Atlantic City will remain a limited tourist destination unless Atlantic City International Airport brings in more passenger flights and expands into other aspects of aviation, state Senate President Steve Sweeney said.
“You can fly into Las Vegas and be in a casino in 20 minutes after getting your bags,” Sweeney said. “Atlantic City is always going to be a regional gaming facility until we find a way to utilize that airport.”
And the Port Authority of New York and New Jersey has the best shot at bringing in more passenger flights, as well as maintenance and other operations, the Democrat from Gloucester County told the editorial board of The Press of Atlantic City recently.
“One of our big pushes — I really want the Port Authority of New York and New Jersey to buy, not to (just) operate, the Atlantic City airport,” Sweeney said. “That would be critically important to the economics of this region.”
He said the Port Authority has created a task force to study the issue.
But the South Jersey Transportation Authority, which owns and operates the airport along with the Atlantic City Expressway, “has had no discussion with the Port Authority regarding a potential sale of Atlantic City International Airport,” said SJTA communications manager Mark Amorosi.
“The Port Authority is committed to exploring the potential acquisition or operation of an air terminal outside of the Port District in New Jersey,” wrote Chairman Kevin O’Toole in a March 21 letter to U.S. Reps.

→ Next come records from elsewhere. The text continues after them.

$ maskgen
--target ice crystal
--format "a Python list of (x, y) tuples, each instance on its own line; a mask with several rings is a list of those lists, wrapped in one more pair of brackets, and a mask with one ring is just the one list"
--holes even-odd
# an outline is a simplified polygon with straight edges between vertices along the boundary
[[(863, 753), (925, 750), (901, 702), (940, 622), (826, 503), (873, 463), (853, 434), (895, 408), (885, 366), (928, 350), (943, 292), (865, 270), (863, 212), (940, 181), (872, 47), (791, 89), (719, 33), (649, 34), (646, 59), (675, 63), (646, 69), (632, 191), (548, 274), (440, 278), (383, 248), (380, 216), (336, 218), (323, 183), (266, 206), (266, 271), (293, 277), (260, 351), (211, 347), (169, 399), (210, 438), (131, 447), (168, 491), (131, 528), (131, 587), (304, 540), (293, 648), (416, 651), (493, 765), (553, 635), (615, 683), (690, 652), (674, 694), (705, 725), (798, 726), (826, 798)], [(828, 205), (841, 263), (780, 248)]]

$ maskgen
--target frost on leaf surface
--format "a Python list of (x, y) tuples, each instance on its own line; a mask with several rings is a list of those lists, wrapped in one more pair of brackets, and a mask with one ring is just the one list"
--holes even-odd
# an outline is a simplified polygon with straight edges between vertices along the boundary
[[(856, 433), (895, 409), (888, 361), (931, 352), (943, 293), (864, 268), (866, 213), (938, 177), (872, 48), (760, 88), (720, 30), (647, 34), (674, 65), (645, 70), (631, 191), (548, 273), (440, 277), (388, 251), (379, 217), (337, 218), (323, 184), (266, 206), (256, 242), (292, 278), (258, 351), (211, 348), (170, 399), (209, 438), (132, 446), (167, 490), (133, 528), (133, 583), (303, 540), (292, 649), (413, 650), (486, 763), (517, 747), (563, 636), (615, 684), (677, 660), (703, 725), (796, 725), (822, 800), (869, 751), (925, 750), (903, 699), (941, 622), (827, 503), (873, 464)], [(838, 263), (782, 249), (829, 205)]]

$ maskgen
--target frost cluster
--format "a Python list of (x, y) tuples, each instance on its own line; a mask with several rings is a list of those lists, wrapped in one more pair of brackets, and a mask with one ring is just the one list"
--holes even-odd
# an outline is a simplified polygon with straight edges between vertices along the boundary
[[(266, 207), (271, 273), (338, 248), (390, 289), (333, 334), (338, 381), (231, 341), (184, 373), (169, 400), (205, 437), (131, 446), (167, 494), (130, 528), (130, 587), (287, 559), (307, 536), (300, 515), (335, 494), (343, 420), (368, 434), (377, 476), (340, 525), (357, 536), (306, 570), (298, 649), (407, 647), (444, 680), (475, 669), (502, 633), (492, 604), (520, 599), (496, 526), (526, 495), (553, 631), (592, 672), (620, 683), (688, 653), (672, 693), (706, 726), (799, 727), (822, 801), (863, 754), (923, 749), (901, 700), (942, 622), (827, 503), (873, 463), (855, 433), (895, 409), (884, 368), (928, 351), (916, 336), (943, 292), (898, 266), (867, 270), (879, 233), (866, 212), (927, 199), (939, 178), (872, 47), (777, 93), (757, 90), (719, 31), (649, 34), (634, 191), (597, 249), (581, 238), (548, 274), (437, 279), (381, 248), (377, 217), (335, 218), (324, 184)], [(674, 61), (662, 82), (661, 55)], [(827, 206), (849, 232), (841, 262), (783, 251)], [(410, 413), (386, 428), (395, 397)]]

Donald Norcross, D-1st; Jeff Van Drew, D-2nd; and Andy Kim, D-3rd.
O’Toole said he has directed staff “to immediately undertake a study utilizing industry-leading consultants to consider the impact that the Port Authority could have in taking over an airport in New Jersey, including the Atlantic City International Airport.”
ACY is the most underutilized airport on the East Coast, Sweeney said, while the Port Authority’s major airports in North Jersey and New York City have a space problem, as do other surrounding air facilities such as Philadelphia International Airport.
“They are getting crushed in Philly, they are crushed in Newark, and we have all this space here,” said Sweeney, who said the Port Authority has hired a firm to evaluate the possibility of buying ACY. “The Port Authority is the largest airport operator in the world. ... Who better to come down here and make an investment?”
That could include an investment in building a connector to allow the Atlantic City Rail Line to stop at the airport, he said.
The airport had 484,512 scheduled air passengers use the facility in the first five months of this year, up 5.1% over the same five months last year, according to its May 2019 statistical summary.
Another 35,887 came in by charter plane from January through May, which is down 13.9 percent from the same months last year.
Total traffic in the five-month period was 520,309, up 3.5 percent over last year.
Sweeney began suggesting the takeover earlier this year, and other political leaders, such as Van Drew and Atlantic County Executive Dennis Levinson, said they were on board with the idea if it results in more flights and better use of the large, underutilized airport in Egg Harbor Township.
Sweeney said Newark is running out of space for aircraft maintenance, and suggested it could be moved to ACY.
No new legislation would be required, as a 2007 law allows the Port Authority to take over one airport in each state that is outside its geographical jurisdiction. It bought Stewart International Airport in Orange County, New York, but has yet to purchase a New Jersey airport out of its geographic base.
The Port Authority owns and runs Newark Liberty International Airport, John F. Kennedy International Airport in Queens, New York City, the busiest air passenger entry point to North America; LaGuardia International Airport, also in Queens; as well as Teterboro Airport in Bergen County and Stewart.
The last time the Port Authority was involved in ACY, however, problems ensued.
The SJTA paid it $500,000 a year to provide general management services from 2013 to the end of 2017, but it did not result in greater use of the airport. That agreement ended by mutual decision in December 2017, according to that year’s SJTA annual report.
The Port Authority brought United Airlines flights to Atlantic City in 2013, but the airline stopped service after just seven months amid controversies regarding its operations in Newark that resulted in criminal charges.
At the time the Port Authority under former Gov. Chris Christie was also dealing with the Bridgegate scandal, in which some of its employees were embroiled.
Christie ally and former Port Authority Chairman David Samson, whose law firm Wolff & Samson (now Chiesa Shahinian & Giantomasi) represented the SJTA, pleaded guilty to using his chairmanship to withhold approval of United Airlines getting a wide-body hangar at Newark airport, to force the airline to run a money-losing route from Newark to Columbia, South Carolina, near his vacation home. Samson was sentenced to house arrest, community service and a $100,000 fine in 2016.
Called the “chairman’s flight,” United discontinued it after Samson resigned in 2014. That is also the year the Atlantic City flights stopped.
“We got suckered by United when they came and did those flights,” said Sweeney. “Then we found out why and what happened.”